This week was full of surprises as well. Trump’s announcement this afternoon of 25% tariffs on Mexico and Canada spooked the markets. Sending them into the close mixed. Since Monday the S&P 500 lost 60 points or .98%, the NASDAQ slipped 327 points or 1.64%, while the DOW gained 121 points or .27%.
The Economy Was Also Full Of Surprises This Week
4th quarter GDP estimates took a real hit falling to just 2.3%. After businesses piled up orders ahead of the expected tariffs. Skewing the trade data. While ongoing troubles over at Boeing negatively impacted the volatile transportation component of the Durable Goods Orders report. Disappointing to be sure, but one month does not make a trend. Other surprises this week included the debut of Chinese AI DeepSeek. A competitor for American AI systems reported to cost a fraction of the price of rivals like ChatGPT. It is too early to tell for sure if the hype is real. But the Chinese do have a real knack for making things cheaper than anyone else. I’ll also not that it is the historical experience with technology. For it to get faster and cheaper exponentially over time, remember Moore’s Law? Transformative technological change creates winners and losers, and it stands to reason that the consumer of AI technologies. Individuals and firms outside the technology industry. Will prove the main winners from the release of a high-performing open-source model. Thanks to Our World in Data for the chart.

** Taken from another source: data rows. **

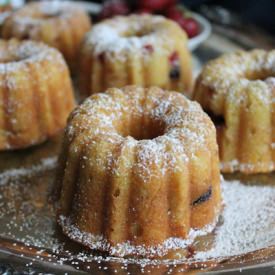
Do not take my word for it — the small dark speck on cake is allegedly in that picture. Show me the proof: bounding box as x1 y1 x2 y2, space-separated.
192 186 212 205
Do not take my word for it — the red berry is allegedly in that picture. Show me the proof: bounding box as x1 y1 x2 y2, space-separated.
144 44 154 53
165 7 184 21
139 0 170 11
137 8 153 14
178 18 199 38
169 52 179 64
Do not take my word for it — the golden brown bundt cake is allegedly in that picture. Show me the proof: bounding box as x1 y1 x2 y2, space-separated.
58 86 221 257
194 50 275 173
0 40 74 150
1 1 91 71
79 15 192 95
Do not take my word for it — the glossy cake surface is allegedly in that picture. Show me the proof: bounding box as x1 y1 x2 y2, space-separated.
58 86 221 256
79 15 192 95
194 50 275 173
0 40 75 150
1 1 91 69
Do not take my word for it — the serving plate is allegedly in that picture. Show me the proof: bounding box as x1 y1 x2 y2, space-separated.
0 135 275 275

![Moore's Law. Speed and capacity of hardware doubles every two years.](https://i0.wp.com/clinvestments.com/wp-content/uploads/2025/01/Moores_Law_Transistor_Count_1971-2018.png?resize=1024%2C740&ssl=1)
The Dominant Themes In 2025
Will be inflation and interest rates, with tariffs on the side. The Fed’s hawkish pause on interest rates this week. Following the latest FOMC meeting on the subject. Isn’t likely to sit well with President Trump. Expectations for further cuts this year are pretty nominal at this point. With traders expecting just 1 or 2 .25% cuts by year end. With work remaining on normalizing the yield curve. Either long rates have to rise further, or short rates need to decline. Ala rate cuts, or perhaps a bit of both. Looking at inflation and the world looks increasingly deflationary. Global industrial production capacity remains anemic. This should put considerable downward pressure on prices. Trump’s promises to “Drill Bay, Drill” is likely to ramp up energy production putting further downward pressure on inflation. Deregulation and a dramatic tightening of immigration policy. Already underway from coast to coast. Will likely prove mixed bag with respect to inflation. Tariffs on the other should prove inflationary, but not as much as most people think. It is not a linear equation. A 25% tariff on Mexico and Canada for example does not equate to a 25% increase in prices, aka inflation. For the following reasons. They are not our only trading partners. Consumers purchase goods and services from a variety of sources. Lastly domestically produced goods and services, the Lions share, aren’t tariffed.